Mit dem Elefanten ist hier natürlich Sohn Erhart gemeint, der nicht nur die Nachfolge von John Gabriel antreten und mit ihm zu neuer Größe aufsteigen soll. Es gilt den Ruf des nach der Veruntreuung von Anlegergeldern zu fünf Jahren Gefängnis verurteilten Bankdirektors gegen alle Verächter zu verteidigen und den beschmutzten Namen schließlich voll auf zu rehabilitieren. Ähnliches hat Mutter Gunhild (Birgit Minichmayr) vor, nur ohne ihren Mann, dessen Namen sie auf ewig aus dem Gedächtnis der Welt tilgen möchte, und dazu ebenfalls ihren Sohn braucht. Die Dritte im Bunde ist Gunhilds Zwillingsschwester Ella (Caroline Peters) und wegen eines „Scheißjobs“ verhökerte Ex-Geliebte Borkmans, die Erhart nach dem Banken-Skandal eine Zeitlang aufnahm und dann nach der Pleite das Haus, in dem die Borkmans wohnen, gekauft hat. Nun will sie Erhart adoptieren, damit der Name Rentheim nach ihrem Krebstod nicht ausstirbt. Und wieder grüßt das Mamma-Mammuttier.

So in etwa hält sich Regisseur Stone noch an Ibsens Plot, nur dass er den von Martin Thomas Pesl neu und alltagstauglich übersetzten Text "nach Ibsen" nennt und zudem mit jeder Menge lässlicher Modernismen überziehen ließ. Und das beginnt sofort mit der Ankunft Ellas, die sich von Gunhild eine gefühlte halbe Stunde lang die letzten 8 Jahre der Borkmans als eine Geschichte der guten alten 90er Jahre von Stefan Raabs "Maschendrahtzaun" bis zu Britney Spears' "Hit me baby one more time" anhören muss.
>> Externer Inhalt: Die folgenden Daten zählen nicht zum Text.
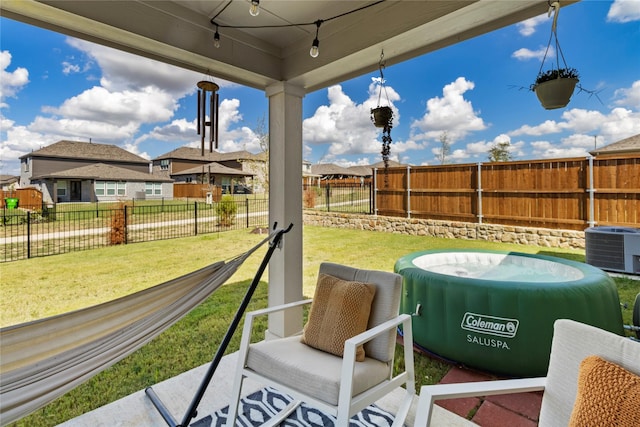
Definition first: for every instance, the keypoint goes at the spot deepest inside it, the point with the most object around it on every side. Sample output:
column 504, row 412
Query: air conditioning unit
column 613, row 248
Ein verkorkstes Hausfrauendaseins in der Totalisolation, das sich zunehmend ins Internet verlagert hat. Gunhilds Lieblingsbeschäftigungen neben dem Alkohol sind nämlich das Internetshoppen, Play Station spielen und Googeln des eigenen Namens, den das allbekannte Suchprogramm mit Ergänzungen wie Betrug, Gefängnis usw. belegt. Der Gag trägt eine Weile, wirkt dann aber zunehmend fad, wenn auch noch die Problematik, wie man alte Partyfotos aus dem Netz gelöscht bekommt, diskutiert wird. Man denkt da unweigerlich an bestimmte Polit-Promis. Allerdings befindet man sich hier doch eher in der Polit-Provinz, wo man es anstatt ins Parlament oder Präsidialamt höchsten noch bis zum Bürgermeister schafft.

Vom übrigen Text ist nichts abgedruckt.